Review on March 15, 2024, of the facility's "CEP/Preceptor Check-off List (Continuing Education / Certification Folder)" dated October 2019, revealed "Department Tour Communication: ... logging into Censitrac ... Decontamination Area: ... Checking Censitrac screen for instructions/pictures/messages ...Entering Quality Feedback (show choices in Censitrac ... Assembly Area: ... Censitrac software (logging-in, scan points, count sheets, instructions/pictures, One Source) ... Quality checks for instrumentation: Disassembly/reassembly for sterilization (refer to Censitrac instructions and pictures) ... Steam Sterilization: ...How to issue a recall in Censitrac if necessary to retrieve items ...Cycle selections: Censitrac instruction, explanation of V-pro cycles (be careful when selecting cycle ...Sterrad: Resulting load in Censitrac, signing & scanning load tape ...How to issue a recall in Censitrac if necessary to retrieve items ... Clinic Assignment: Processing Assembles sets/trays according to Censitrac instructions ..."

Phone interview with EMP3 on March 21, 2024, at 1345 revealed the facility does not have Censitrac instructions.

Review of PF4 on March 15, 2024, revealed this Central Sterile Processing employee was hired on July 11, 2022. There was no documentation in PF4 indicating this employee received training on the Censitrac system at the time of orientation or at any time from the date of hire to March 15, 2024.

Review of PF8 on March 15, 2024, revealed this Central Sterile Processing employee was hired on October 17, 2022. There was no documentation in PF8 indicating this employee received training on the Censitrac system at the time of orientation or at any time from the date of hire to March 15, 2024.

Review of PF9 on March 15, 2024, revealed this Central Sterile Processing employee was hired on February 5, 2018. There was no documentation in PF9 indicating this employee received training on the Censitrac system at the time of orientation or at any time from the date of hire to March 15, 2024.

Review of PF13 on March 15, 2024, revealed this Central Sterile Processing employee was hired on December 7, 2015. There was no documentation in PF13 indicating this employee received training on the Censitrac system at the time of orientation or at any time from the date of hire to March 15, 2024.

Review of PF18 on March 15, 2024, revealed this Central Sterile Processing employee was hired on October 3, 2022. There was no documentation in PF18 indicating this employee received training on the Censitrac system at the time of orientation or at any time from the date of hire to March 15, 2024.
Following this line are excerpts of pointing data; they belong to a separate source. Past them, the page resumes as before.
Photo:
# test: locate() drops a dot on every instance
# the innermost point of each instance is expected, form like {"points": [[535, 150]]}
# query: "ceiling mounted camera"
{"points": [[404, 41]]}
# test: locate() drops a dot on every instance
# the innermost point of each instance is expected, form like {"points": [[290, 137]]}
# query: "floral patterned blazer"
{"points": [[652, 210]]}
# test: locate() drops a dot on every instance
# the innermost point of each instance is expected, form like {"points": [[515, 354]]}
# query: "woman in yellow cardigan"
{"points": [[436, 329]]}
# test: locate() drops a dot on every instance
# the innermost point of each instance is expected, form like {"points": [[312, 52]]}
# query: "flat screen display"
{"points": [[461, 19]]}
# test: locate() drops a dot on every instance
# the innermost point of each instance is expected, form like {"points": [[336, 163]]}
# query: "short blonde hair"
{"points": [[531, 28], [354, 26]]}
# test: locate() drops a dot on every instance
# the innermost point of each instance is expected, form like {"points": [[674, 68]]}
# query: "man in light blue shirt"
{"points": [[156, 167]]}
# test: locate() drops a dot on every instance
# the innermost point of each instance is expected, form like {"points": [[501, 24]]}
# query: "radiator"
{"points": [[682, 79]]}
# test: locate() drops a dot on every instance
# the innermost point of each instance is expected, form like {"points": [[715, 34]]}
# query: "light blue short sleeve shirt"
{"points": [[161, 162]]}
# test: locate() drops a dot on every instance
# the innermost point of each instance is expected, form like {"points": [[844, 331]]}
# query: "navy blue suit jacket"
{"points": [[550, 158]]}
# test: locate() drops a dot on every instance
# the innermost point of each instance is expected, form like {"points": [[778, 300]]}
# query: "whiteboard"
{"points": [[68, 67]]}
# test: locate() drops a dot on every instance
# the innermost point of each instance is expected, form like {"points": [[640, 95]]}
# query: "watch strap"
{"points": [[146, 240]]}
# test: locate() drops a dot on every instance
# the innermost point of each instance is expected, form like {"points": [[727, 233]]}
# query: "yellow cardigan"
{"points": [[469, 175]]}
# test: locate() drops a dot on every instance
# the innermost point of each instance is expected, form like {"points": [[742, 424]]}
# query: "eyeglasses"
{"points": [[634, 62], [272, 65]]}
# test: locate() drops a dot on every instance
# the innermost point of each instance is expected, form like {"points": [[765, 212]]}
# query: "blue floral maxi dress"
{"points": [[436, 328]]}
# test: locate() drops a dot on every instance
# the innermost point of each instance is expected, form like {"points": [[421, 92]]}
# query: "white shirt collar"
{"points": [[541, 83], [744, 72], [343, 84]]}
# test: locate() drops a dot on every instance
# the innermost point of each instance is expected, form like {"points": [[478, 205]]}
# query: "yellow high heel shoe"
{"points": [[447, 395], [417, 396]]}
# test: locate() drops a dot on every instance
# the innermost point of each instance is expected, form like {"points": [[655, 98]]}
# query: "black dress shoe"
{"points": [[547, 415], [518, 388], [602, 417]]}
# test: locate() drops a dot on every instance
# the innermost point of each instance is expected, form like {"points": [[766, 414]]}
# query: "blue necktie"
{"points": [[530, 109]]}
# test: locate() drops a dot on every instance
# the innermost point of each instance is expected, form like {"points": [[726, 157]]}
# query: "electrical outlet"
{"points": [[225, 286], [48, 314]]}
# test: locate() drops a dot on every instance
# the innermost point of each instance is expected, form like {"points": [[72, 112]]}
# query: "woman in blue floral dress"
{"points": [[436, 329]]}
Review of PF19 on March 15, 2024, revealed this Central Sterile Processing employee was hired on March 21, 2022. There was no documentation in PF19 indicating this employee received training on the Censitrac system at the time of orientation or at any time from the date of hire to March 15, 2024.
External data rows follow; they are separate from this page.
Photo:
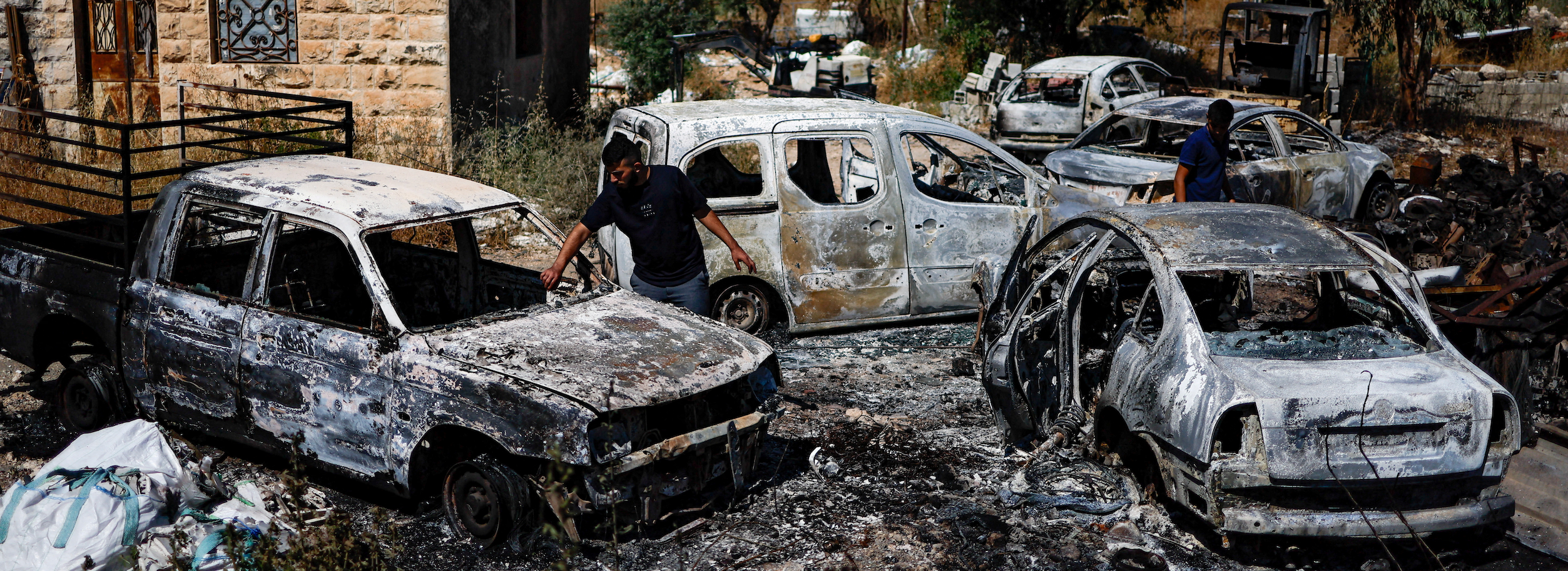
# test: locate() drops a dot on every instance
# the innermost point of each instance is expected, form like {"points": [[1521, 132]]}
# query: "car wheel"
{"points": [[744, 306], [84, 404], [485, 500], [1379, 201]]}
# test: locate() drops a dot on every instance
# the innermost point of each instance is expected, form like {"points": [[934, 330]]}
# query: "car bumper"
{"points": [[1358, 525], [680, 465]]}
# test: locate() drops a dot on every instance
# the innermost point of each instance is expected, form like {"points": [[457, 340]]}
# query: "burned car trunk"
{"points": [[1260, 368]]}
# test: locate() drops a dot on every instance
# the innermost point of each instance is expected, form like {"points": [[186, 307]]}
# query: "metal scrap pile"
{"points": [[1503, 239]]}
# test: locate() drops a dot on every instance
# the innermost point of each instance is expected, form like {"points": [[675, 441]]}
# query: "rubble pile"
{"points": [[1499, 230]]}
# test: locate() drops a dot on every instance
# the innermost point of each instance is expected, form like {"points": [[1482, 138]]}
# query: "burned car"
{"points": [[855, 212], [1261, 369], [1049, 104], [392, 325], [1278, 156]]}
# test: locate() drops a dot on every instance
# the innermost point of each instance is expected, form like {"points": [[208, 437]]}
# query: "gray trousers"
{"points": [[690, 296]]}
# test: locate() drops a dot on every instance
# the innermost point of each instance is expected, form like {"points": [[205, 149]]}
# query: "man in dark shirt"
{"points": [[649, 204], [1200, 172]]}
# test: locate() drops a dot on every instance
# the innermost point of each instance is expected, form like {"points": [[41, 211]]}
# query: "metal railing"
{"points": [[58, 167]]}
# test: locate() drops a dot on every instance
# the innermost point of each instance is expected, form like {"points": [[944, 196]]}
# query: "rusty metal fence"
{"points": [[81, 179]]}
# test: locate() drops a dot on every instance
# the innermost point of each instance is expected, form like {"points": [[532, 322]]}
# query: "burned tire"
{"points": [[744, 306], [87, 396], [1379, 201], [485, 500]]}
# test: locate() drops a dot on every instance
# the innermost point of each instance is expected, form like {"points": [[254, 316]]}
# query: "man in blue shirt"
{"points": [[653, 204], [1200, 172]]}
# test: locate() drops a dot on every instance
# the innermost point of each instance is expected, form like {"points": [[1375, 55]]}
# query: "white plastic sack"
{"points": [[134, 476], [208, 543]]}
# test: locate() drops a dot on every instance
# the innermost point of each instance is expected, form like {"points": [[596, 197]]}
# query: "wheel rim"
{"points": [[476, 506], [84, 407], [742, 309]]}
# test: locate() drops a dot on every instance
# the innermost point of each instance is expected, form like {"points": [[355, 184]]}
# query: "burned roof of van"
{"points": [[781, 107], [1077, 63], [1191, 109], [366, 193], [1206, 234]]}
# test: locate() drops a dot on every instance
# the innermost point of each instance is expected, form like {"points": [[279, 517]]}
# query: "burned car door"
{"points": [[312, 363], [195, 314], [962, 204], [1023, 333], [1260, 170], [841, 234], [1321, 167]]}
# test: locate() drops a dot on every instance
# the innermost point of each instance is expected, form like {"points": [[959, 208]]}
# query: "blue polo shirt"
{"points": [[1204, 157]]}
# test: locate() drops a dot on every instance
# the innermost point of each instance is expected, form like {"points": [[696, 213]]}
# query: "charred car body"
{"points": [[1049, 104], [382, 316], [1268, 373], [1278, 156], [855, 212]]}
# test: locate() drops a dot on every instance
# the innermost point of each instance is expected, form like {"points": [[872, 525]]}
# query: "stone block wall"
{"points": [[389, 57]]}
Interview with EMP1 and EMP2 on March 15, 2024, at the time of the personnel file review confirmed the above findings.










Plan of Correction:

POLICY:

The AVP of Nursing – Surgical Services, Manager of Central Sterile and Surgical Suite, Sterile Processing educator and the Performance Improvement Coordinator reviewed the CEP/preceptor check off list and identified educational opportunities to reinforce Censitrac education to Central Sterile Processing staff.
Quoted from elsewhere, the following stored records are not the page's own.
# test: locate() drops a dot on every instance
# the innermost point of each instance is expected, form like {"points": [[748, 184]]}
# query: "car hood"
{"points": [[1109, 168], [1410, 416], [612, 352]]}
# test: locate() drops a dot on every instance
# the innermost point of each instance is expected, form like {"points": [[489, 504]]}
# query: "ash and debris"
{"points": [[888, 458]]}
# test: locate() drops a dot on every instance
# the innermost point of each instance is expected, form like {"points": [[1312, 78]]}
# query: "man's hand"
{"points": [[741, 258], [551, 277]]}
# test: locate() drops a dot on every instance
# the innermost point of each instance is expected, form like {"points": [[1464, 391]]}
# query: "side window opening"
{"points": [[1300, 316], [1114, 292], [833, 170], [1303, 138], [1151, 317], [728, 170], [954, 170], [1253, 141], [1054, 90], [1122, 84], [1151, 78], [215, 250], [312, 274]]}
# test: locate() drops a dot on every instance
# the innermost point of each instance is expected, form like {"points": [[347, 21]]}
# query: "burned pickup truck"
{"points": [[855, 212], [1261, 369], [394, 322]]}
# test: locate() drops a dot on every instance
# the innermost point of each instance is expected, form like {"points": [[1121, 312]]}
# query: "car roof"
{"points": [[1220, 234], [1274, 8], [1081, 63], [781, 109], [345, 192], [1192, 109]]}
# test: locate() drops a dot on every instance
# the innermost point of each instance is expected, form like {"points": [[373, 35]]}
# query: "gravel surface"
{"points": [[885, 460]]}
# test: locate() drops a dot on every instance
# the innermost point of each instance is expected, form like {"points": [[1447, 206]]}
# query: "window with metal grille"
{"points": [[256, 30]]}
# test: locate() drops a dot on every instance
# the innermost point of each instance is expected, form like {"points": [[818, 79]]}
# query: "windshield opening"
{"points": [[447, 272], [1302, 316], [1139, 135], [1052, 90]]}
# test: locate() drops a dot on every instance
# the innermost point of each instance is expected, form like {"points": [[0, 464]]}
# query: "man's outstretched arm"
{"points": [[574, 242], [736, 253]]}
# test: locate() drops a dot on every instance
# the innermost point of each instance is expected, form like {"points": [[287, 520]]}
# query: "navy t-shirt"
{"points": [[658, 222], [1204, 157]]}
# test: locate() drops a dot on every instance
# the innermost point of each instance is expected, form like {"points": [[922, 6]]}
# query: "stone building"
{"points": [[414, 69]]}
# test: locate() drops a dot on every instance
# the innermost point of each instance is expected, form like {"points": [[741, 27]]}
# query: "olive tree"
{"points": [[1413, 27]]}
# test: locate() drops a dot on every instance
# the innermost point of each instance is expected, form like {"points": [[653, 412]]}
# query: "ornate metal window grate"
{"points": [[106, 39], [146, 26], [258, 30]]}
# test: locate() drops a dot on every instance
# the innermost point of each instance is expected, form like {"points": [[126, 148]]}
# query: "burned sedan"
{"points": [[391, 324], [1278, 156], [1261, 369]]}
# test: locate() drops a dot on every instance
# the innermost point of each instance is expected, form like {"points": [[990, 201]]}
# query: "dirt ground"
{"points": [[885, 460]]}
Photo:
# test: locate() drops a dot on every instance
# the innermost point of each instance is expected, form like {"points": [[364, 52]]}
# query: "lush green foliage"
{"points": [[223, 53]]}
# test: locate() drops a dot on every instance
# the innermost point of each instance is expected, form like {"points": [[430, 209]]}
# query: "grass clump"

The Manager of Central Sterile and Surgical Suite collaborated with the vendor to provide self-guided web-based training modules on campus for all staff including PF4, PF8, PF9, PF13, PF18 and PF19, new employees, as a refresher or directed by department manager/designee as evidence by certificates/transcript of completion. All staff will complete this education by 4/22/24.

Monitoring:

Quarterly audits for compliance of Censitrac training modules will be completed to ensure compliance of needed education to new employees beginning 4/22/24.